Lily si osservò automaticamente le mani. «Mcmillan ci ha fatto pulire rospi cornuti» sospirò, buttandosi sul divano e tentando di pulirsi le unghie.
«Esiste un incantesimo» le comunicò Alice, sporgendosi verso di lei e mostrandoglielo.
«Grazie» sospirarono in coro Lily e Gabriella.
«Comunque, vi aspettavamo» disse Elisabeth. «È stata una giornata infinita».
«E abbiamo ancora sei giorni di punizione da scontare» mormorò Lily.
«Comunque tuo padre è stonato» disse Elisabeth.
«Volevo vedere il tuo» ribatté Alice a tono.
Lily e Gabriella ridacchiarono.  «Ma insomma non è che fossero un gran trio».
Finirono per ridere tutt’e quattro.
«Elisir dell’Euforia» ridacchiò Alice. «Ma come diavolo c’è passato per la testa?».
«E domani che faremo?» domandò Elisabeth. «È un po’ che non facciamo uno scherzo a mio fratello».
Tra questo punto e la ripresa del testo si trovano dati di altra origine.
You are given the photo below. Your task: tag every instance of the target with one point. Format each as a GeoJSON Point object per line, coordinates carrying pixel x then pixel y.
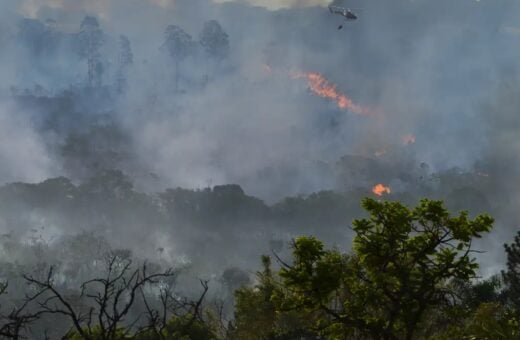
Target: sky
{"type": "Point", "coordinates": [432, 85]}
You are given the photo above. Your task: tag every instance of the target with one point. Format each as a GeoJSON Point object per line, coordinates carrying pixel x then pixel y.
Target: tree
{"type": "Point", "coordinates": [125, 60]}
{"type": "Point", "coordinates": [178, 45]}
{"type": "Point", "coordinates": [214, 40]}
{"type": "Point", "coordinates": [91, 39]}
{"type": "Point", "coordinates": [511, 275]}
{"type": "Point", "coordinates": [103, 306]}
{"type": "Point", "coordinates": [402, 263]}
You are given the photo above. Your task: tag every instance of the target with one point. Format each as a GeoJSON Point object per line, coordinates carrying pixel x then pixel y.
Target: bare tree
{"type": "Point", "coordinates": [178, 44]}
{"type": "Point", "coordinates": [103, 308]}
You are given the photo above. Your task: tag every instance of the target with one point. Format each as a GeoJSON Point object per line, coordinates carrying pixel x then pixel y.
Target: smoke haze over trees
{"type": "Point", "coordinates": [206, 133]}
«Sicura? A me pare che l’ultima volta che sia stata l’altro ieri» replicò Alice pensierosa.
«Appunto. È tantissimo!».
Risero nuovamente alle quelle parole.
«Andiamo a dormire, vi prego» disse Alice, quando, finalmente, si calmarono. Erano tutte d’accordo naturalmente.
«Aspettate, avete cancellato la Mappa?» chiese Gabriella.
Lily la tirò fuori dalla tasca della divisa e vi puntò sopra la bacchetta. «Fatto il misfatto!».
«Per oggi» replicarono in coro le altre, suscitando nuove risatine.